How to Make Your Finagle Services Resilient

Mar 08, 2017

Finagle and the move to microservices

When serving 60 million members (and counting), there come some interesting scaling challenges. At Credit Karma, we are constantly facing and addressing those challenges to provide our ever-growing member base with a great user experience. As a part of this, we are currently on a path to evolve our monolithic architecture into a microservices-based one.

My team, Core Systems Framework, has taken a deep dive into the Finagle RPC ecosystem to better understand its features and what it can provide us with. In this post, I’ll share what we learned about how to use/configure Finagle clients to create fault-tolerant, performant, and resilient microservices.

What is Finagle?

Finagle is a powerful RPC system, based on Java’s async NIO APIs, that allows construction of highly performant concurrent services. Finagle is designed on the principle of “Your Server as a Function.” Servers and clients in Finagle are both built on top of Netty, an asynchronous NIO client/server framework. They share the same thread pool, with a default size of twice the number of processors on the machine.

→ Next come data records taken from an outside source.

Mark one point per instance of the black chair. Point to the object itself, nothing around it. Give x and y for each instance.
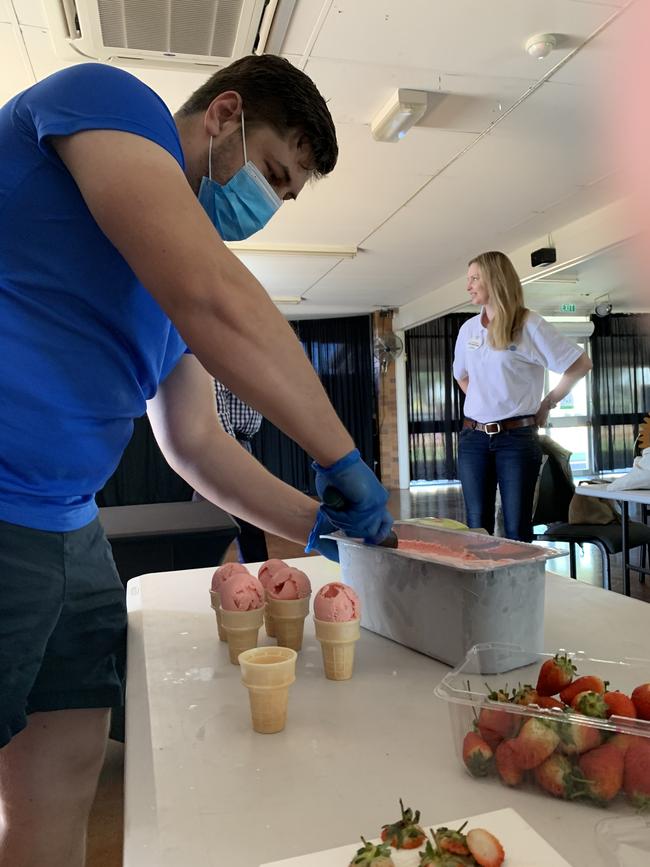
(556, 490)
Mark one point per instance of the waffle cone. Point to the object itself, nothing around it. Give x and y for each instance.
(215, 602)
(338, 642)
(289, 620)
(267, 673)
(241, 630)
(269, 623)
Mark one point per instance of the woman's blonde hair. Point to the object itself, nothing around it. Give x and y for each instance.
(506, 298)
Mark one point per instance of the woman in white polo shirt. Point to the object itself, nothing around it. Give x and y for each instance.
(499, 363)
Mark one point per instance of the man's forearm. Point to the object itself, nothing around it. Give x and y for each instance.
(226, 474)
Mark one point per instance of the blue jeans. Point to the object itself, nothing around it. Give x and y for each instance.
(510, 459)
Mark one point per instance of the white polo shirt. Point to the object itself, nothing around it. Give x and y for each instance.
(505, 383)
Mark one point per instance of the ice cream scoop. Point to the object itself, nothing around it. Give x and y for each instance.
(268, 569)
(334, 500)
(242, 592)
(336, 602)
(223, 573)
(288, 583)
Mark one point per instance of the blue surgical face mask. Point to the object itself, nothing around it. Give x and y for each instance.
(244, 205)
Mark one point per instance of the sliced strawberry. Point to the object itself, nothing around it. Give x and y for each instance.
(485, 848)
(555, 674)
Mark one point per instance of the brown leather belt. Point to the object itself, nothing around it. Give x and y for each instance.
(494, 427)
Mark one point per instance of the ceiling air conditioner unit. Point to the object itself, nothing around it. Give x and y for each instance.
(186, 33)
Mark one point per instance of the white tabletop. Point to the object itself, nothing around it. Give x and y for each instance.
(203, 790)
(604, 491)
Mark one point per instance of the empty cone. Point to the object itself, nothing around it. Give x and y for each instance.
(241, 630)
(338, 641)
(267, 673)
(215, 602)
(289, 620)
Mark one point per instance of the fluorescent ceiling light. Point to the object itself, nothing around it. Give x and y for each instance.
(287, 299)
(403, 109)
(324, 250)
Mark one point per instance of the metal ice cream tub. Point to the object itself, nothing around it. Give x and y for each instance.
(470, 589)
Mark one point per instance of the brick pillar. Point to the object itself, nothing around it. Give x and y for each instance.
(382, 323)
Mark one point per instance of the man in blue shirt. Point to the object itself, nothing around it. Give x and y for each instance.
(117, 296)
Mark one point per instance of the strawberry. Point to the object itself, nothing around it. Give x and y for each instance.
(547, 702)
(590, 704)
(555, 674)
(576, 738)
(506, 762)
(405, 833)
(534, 743)
(448, 840)
(588, 683)
(636, 778)
(641, 700)
(431, 857)
(525, 695)
(477, 755)
(485, 848)
(602, 770)
(372, 856)
(619, 704)
(555, 776)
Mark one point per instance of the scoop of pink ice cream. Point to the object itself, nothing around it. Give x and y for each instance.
(223, 573)
(337, 602)
(288, 583)
(242, 592)
(268, 570)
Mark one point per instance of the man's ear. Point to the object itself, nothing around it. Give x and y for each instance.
(223, 114)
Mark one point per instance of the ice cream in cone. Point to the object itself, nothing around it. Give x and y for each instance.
(266, 572)
(337, 622)
(267, 673)
(287, 601)
(221, 575)
(242, 612)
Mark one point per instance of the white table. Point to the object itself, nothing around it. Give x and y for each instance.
(624, 498)
(199, 780)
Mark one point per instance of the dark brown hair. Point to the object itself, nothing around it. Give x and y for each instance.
(276, 93)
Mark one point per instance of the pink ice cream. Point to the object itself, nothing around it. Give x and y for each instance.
(288, 583)
(337, 602)
(268, 570)
(242, 592)
(223, 573)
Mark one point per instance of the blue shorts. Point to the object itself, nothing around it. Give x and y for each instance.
(62, 623)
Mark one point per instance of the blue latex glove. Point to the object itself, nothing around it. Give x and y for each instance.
(326, 547)
(365, 515)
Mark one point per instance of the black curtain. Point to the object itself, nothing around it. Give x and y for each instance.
(435, 402)
(620, 386)
(341, 352)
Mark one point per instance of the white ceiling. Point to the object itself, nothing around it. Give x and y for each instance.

Servers and clients in Finagle also share a configuration API that is simple to use, yet powerful. Unfortunately, the API’s simplicity can sometimes mislead developers into overlooking the configuration of some parameters that are crucial to achieve a highly performant fault-tolerant system.

So let’s talk about some of those key parameters and how to configure them, specifically on the client side, which requires a more extensive configuration.

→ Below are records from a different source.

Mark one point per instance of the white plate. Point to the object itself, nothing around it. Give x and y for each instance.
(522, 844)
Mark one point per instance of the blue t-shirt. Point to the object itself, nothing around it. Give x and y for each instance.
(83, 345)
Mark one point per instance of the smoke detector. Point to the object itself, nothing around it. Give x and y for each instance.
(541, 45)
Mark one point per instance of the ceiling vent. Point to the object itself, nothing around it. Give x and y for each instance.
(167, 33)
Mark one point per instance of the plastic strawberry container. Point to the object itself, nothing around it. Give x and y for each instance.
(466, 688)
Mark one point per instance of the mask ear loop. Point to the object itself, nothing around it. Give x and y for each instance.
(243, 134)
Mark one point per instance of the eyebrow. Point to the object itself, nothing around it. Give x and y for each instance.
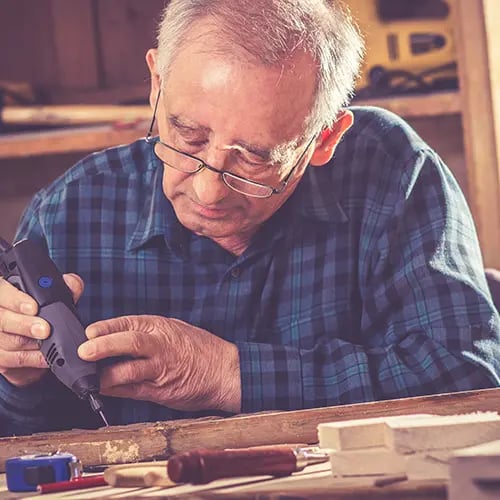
(265, 153)
(177, 122)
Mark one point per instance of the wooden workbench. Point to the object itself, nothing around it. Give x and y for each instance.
(314, 482)
(156, 441)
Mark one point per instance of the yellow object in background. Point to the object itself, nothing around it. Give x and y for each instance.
(409, 44)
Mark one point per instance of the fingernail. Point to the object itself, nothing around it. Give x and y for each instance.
(39, 330)
(86, 350)
(28, 308)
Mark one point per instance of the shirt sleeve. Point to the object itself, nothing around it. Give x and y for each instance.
(427, 321)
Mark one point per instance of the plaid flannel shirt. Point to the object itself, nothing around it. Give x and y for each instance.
(367, 284)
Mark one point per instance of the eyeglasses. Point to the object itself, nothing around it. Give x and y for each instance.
(189, 164)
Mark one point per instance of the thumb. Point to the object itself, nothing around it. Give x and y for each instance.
(75, 284)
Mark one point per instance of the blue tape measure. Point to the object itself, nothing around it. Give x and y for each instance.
(26, 472)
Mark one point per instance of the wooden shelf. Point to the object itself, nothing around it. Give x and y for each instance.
(418, 106)
(85, 139)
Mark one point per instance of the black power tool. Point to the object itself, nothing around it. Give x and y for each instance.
(28, 267)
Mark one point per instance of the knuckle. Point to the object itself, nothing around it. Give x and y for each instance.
(3, 313)
(21, 343)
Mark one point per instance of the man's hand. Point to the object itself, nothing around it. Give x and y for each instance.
(21, 361)
(175, 364)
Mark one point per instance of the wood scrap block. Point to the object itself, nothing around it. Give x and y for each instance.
(360, 433)
(475, 472)
(441, 432)
(382, 461)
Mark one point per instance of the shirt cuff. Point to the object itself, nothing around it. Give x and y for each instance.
(271, 377)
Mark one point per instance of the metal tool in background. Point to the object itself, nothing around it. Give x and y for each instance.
(28, 267)
(410, 46)
(26, 472)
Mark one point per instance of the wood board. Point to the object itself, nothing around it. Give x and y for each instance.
(160, 440)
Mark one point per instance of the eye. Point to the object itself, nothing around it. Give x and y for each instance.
(252, 160)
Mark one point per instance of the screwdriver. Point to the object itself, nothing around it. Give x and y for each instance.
(28, 267)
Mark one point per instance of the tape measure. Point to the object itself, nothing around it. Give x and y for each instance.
(26, 472)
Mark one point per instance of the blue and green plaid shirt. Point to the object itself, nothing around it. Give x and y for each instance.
(367, 284)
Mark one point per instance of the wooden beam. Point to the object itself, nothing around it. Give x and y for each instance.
(417, 106)
(160, 440)
(478, 45)
(68, 140)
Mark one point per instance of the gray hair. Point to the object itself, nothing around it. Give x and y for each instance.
(271, 31)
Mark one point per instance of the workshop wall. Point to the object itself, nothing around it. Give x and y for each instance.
(92, 51)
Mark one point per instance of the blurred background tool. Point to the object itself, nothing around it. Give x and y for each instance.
(409, 46)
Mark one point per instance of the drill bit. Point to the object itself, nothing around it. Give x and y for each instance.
(97, 406)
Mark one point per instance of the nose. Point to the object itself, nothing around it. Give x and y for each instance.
(208, 185)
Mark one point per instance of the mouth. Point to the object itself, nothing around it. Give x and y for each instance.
(210, 212)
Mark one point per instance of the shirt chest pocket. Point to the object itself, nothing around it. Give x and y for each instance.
(304, 328)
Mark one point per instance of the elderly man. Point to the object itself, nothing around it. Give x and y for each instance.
(268, 250)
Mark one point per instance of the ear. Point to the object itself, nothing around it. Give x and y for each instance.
(330, 137)
(151, 56)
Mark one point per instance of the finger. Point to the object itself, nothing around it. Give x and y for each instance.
(75, 284)
(128, 372)
(113, 325)
(114, 344)
(13, 299)
(20, 324)
(22, 359)
(130, 391)
(9, 342)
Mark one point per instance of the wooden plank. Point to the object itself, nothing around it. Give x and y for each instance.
(137, 94)
(67, 141)
(77, 114)
(74, 43)
(126, 31)
(160, 440)
(478, 45)
(415, 106)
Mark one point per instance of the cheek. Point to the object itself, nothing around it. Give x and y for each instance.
(174, 181)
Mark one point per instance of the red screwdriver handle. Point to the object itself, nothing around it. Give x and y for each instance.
(203, 466)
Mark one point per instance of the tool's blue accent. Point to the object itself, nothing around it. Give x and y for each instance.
(26, 472)
(45, 281)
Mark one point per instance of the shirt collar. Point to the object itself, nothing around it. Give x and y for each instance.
(157, 217)
(316, 198)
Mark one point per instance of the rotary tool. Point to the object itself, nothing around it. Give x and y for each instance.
(28, 267)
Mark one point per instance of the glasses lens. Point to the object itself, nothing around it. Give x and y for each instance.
(176, 160)
(247, 187)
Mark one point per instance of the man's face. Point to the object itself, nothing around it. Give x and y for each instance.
(234, 115)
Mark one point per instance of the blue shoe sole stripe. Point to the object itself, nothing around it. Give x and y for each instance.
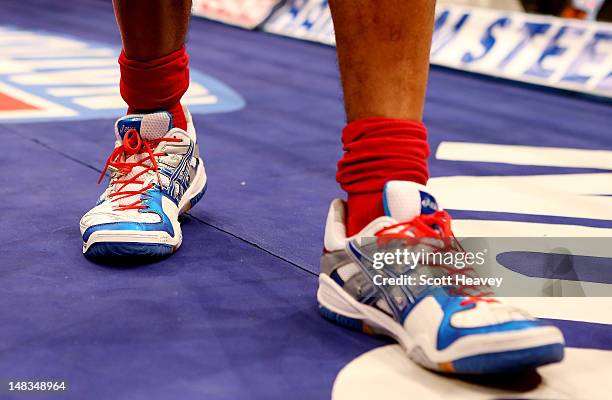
(126, 249)
(129, 249)
(491, 363)
(510, 361)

Before you push your microservice into production

So you just finished implementing your Finagle microservice after spending a decent amount of time carefully working on its architecture and design. You are ready to integrate the microservice with your ecosystem and push it to production so you create a simple client to call your server, expecting Finagle to handle all your non-functional requirements (e.g. SLAs, fault-tolerance, timeout handling, etc.) under the hood, right? Not exactly. By design, Finagle won’t set sane defaults for your server/client configurations. The philosophy behind this is that Finagle does not (and should not) have any awareness of the application or microservice being implemented on it. Therefore, there are no logical defaults that can be defined.

The good news is we found that configuring clients to have these functionalities is a relatively easy process. In Finagle, the clients are much more complex than servers and, accordingly, most of the configurations are defined on the client side.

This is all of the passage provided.